Class of 1965 Arena
- Interactive map of Class of 1965 Arena
- Address: Hamilton, NY United States
- Owner: Colgate University
- Operator: Colgate University Athletics
- Capacity: 2,222 (hockey)
- Type: Arena
- Surface: 200 x 85 ft (hockey)
- Current use: Ice hockey

Construction
- Opened: 2016; 10 years ago
- Cost: $37.8 million

Tenants
- Colgate Raiders teams: men's and women's ice hockey

Website
- colgateathletics.com/class-of-1965-arena

= Class of 1965 Arena =

Colgate University sports arena

Class of 1965 Arena is a 2,222-seat multi-purpose arena in Hamilton, New York.

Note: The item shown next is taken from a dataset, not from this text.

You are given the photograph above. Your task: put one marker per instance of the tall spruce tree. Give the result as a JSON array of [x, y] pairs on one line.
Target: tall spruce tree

It opened to the Colgate University Raiders men's and women's ice hockey teams on October 1, 2016, replacing Starr Arena which had been in service since 1959. The ice rink is named the Steven J. Riggs '65 Rink, in honor of Steven Riggs, one of Colgate's best hockey players in the program's history, who was killed in action on September 3, 1968, in Quy Thien, Vietnam. The facility was built partly with the aid of 559 donors, a significant number of whom represented the Colgate Class of 1965. The facility cost $37.8 million.